Wednesday, March 24, 2010

Must be Talking Play Money

Sometimes I wonder how lawyers really keep a straight face.   So the news snippet today is that the Rivers Casino is appealing its recent property assessment set at $199 million.  So some poor lawyer needs to make the case that the $800 million dollars spent on the casino built a product overvalued at $200 million.  Yeah, yeah, take out the value of the actual machines and other incidentals, but what does that get you??  I'd love to hear what assessment valuation they are arguing for and on what basis. I'm a bit surprised the city or city school district didn't appeal the valuation as being too low. I'll have to ask the lawyers if it's too late for that. 

I hate to point out that if you were to look at the profitability of the casino... which might still be negative..... or gross sales...  both are doing a lot better now than when they set the assessment value a couple months ago.  Maybe that could be an argument for lowering the assessment value right?  Makes as much sense as arguing the whole place is worth cents on the dollar right out the door. 

Which then leads me to consider......  if we sell the parking garages they would have to pay property taxes right? How much are they expected to be valued at in total??? But if we lease them I am presuming they won't since they will still be owned technically by the Parking Authority.   All stop...  another post there...  back to the casino. 

Anyway... last weeks numbers are out and there is a bit of erosion in their numbers, but not too much.  They also seem to have kept up their heightened level of promotional play.  Below is what I see for that trend.  How do you get those prizes?  Can I just go hang out one day down at the casino and maybe I will win something...  I presume they must pay out based on your level of play??  but I dunno.

Rivers Casino Promotional Plays By Week


Blogger n'at said...

As soon as I read that statement in the PG i thought to myself: are there any other casinos in Pennsylvania proximate to real estate equal to or greater than Pittsburgh's CBD in density or overall value? One would expect that the casino in Philly would have an assessed value greater than ours, at least on per sqft metric - should said casino ever officially open.

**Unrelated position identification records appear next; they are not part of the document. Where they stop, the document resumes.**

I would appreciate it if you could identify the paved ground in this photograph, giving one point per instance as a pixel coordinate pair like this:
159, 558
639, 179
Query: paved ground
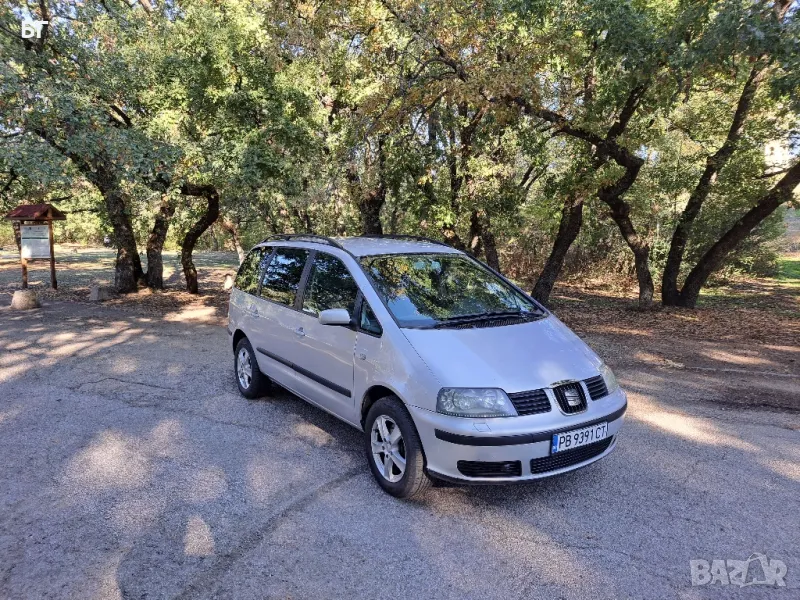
131, 468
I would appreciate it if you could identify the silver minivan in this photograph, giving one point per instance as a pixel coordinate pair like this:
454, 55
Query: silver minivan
451, 370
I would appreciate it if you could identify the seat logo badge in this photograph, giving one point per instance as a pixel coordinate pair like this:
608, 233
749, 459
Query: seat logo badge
572, 397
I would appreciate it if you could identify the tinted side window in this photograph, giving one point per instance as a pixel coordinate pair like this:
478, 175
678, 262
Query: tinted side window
330, 285
282, 277
369, 322
247, 277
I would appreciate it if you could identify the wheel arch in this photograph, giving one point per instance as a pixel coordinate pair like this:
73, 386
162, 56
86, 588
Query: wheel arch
238, 335
372, 395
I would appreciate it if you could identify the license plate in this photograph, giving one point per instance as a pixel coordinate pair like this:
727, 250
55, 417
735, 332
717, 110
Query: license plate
578, 437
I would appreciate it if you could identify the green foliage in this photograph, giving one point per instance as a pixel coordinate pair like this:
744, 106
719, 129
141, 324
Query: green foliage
302, 115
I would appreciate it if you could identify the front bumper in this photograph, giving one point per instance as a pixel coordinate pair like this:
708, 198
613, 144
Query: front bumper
447, 440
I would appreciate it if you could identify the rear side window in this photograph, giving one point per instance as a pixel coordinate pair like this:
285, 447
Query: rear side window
282, 276
330, 285
247, 277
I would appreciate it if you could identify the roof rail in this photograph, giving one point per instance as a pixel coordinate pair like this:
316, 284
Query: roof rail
307, 237
418, 238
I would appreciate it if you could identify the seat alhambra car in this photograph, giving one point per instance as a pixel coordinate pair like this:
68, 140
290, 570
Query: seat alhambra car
449, 369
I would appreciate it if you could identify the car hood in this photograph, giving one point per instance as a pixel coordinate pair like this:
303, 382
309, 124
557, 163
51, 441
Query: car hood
514, 358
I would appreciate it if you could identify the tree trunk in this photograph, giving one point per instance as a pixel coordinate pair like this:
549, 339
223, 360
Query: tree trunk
128, 268
209, 192
482, 238
568, 229
233, 228
370, 206
714, 164
715, 256
620, 212
17, 235
155, 244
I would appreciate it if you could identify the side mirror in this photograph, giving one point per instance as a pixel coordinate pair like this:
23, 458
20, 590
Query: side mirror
334, 316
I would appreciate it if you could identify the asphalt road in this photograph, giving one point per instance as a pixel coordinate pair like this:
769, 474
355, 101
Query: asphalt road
131, 468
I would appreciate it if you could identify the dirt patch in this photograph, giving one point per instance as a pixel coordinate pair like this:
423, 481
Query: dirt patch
80, 268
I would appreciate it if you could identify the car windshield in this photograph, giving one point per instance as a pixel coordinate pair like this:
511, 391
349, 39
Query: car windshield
436, 289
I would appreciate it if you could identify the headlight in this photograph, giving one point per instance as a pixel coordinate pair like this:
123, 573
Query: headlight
474, 402
609, 378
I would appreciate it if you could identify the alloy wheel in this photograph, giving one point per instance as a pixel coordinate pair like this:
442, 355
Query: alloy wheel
388, 448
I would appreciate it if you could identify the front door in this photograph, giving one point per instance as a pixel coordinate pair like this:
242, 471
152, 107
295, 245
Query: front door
278, 322
324, 359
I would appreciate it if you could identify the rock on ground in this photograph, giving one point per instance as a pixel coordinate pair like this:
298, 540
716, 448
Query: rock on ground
25, 300
98, 293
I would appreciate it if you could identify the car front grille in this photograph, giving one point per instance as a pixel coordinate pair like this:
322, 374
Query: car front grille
567, 458
477, 468
570, 397
597, 387
530, 403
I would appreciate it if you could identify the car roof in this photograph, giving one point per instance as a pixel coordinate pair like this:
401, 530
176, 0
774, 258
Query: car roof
365, 245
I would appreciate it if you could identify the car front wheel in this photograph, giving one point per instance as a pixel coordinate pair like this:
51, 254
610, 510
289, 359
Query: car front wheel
394, 450
251, 381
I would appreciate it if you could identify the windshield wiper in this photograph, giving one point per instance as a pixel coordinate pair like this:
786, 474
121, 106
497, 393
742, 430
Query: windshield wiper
479, 317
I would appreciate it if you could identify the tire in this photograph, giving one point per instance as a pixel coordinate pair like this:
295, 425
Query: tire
386, 416
253, 384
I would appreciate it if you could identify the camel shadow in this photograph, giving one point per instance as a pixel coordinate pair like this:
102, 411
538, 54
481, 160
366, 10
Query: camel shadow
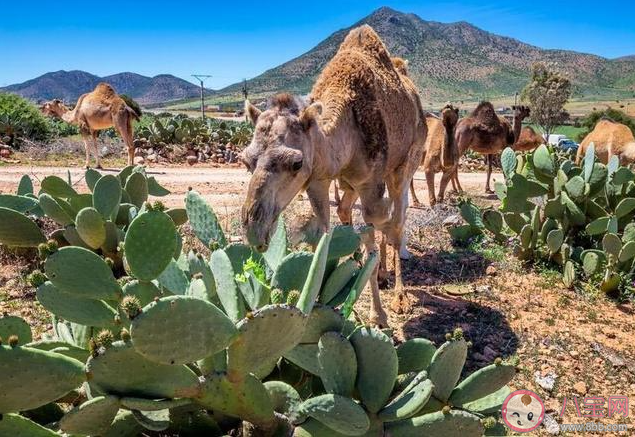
486, 327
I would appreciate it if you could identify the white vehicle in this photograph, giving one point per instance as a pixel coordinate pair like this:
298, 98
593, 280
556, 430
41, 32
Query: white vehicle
554, 139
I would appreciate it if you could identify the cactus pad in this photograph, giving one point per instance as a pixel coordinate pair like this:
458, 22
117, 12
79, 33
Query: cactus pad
92, 417
121, 371
150, 244
339, 413
53, 374
374, 384
338, 364
181, 329
18, 230
269, 332
82, 272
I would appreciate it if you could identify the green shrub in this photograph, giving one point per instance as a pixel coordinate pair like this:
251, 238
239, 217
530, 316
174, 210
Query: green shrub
20, 119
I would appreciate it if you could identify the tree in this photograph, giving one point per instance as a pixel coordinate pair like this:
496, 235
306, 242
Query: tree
547, 92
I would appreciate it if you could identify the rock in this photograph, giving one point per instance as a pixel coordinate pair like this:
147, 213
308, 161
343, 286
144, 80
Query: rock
547, 382
580, 387
550, 424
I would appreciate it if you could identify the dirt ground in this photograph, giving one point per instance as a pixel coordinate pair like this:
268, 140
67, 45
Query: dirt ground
579, 338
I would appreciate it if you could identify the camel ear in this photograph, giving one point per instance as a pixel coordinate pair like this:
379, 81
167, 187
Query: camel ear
309, 116
252, 112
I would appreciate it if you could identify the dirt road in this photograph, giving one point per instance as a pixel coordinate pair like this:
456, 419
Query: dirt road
222, 187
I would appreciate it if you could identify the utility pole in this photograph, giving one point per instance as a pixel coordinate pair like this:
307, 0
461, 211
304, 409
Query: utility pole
201, 78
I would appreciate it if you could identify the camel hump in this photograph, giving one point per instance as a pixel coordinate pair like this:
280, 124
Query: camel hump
105, 90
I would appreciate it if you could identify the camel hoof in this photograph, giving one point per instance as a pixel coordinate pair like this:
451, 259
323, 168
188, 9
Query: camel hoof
401, 304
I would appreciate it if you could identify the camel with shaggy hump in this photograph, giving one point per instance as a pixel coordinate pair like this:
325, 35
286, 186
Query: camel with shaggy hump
100, 109
364, 126
609, 138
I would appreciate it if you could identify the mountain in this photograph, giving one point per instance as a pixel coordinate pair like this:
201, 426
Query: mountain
454, 61
69, 85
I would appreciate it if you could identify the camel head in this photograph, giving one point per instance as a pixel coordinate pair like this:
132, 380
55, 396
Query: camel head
54, 108
521, 112
449, 116
280, 158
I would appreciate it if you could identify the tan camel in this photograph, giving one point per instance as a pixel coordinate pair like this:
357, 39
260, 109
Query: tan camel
94, 111
487, 133
610, 138
365, 126
440, 151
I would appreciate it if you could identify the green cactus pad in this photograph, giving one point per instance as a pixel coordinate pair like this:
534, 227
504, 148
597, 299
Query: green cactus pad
121, 371
361, 279
144, 404
415, 355
277, 249
226, 288
245, 398
292, 271
268, 332
339, 413
490, 404
91, 227
14, 325
150, 244
18, 230
285, 398
203, 220
337, 280
57, 187
14, 425
137, 188
22, 368
90, 312
454, 424
305, 357
322, 319
81, 272
344, 242
408, 403
446, 366
338, 364
481, 383
374, 384
92, 417
107, 196
181, 329
21, 204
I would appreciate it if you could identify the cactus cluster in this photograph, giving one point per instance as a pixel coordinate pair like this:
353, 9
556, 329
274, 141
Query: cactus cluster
580, 217
194, 344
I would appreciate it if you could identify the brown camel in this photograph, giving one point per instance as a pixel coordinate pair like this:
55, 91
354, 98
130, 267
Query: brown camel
487, 133
610, 138
440, 151
365, 126
94, 111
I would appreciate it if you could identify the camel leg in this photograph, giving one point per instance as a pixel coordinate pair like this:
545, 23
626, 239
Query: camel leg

Wednesday, March 24, 2010 9:24:00 PM  
Anonymous MH said...

I wonder if the state couldn't make more money as a payoff from Atlantic City for not having a casino in Philly than it could by opening a casino in Philly.

Wednesday, March 24, 2010 9:29:00 PM  
Blogger C. Briem said...

that would be a coasian side payment... MH must either be economist or lawyer?

Wednesday, March 24, 2010 10:25:00 PM  
Anonymous MH said...

Data analyst.

Wednesday, March 24, 2010 11:49:00 PM  
Anonymous BrianTH said...

As an aside, I still think it would be useful to add something like a four-week moving average to the Casino Revenues chart (it seems clear to me there is enough volatility to warrant doing that).

Anyway, the AIA apparently estimated the construction cost at $300 million, and the County backed that down to $200 million to accord with the 2002 Base Year system. That part sounds plausible to me, and it also implies that whenever there is a reassessment it should go back up to $300 million.

But that does raise the question of what they spent the other $500 million on, and I'd like to see a breakdown. But part of me is looking at that building and thinking it doesn't look like much more than a $300 million building, so maybe it really did go somewhere else.

Thursday, March 25, 2010 12:26:00 PM  
Blogger C. Briem said...

that could be a deeper question than it seems... and one that will likely never be answered.

but the machines are pricey no doubt... but lets guess $10K a pop... they ought to have gotten a good deal given how bad the gaming industry is doing, but who knows. $10K times 3,000 is what? $30 mil. A big number, but not enough to matter in this calculation.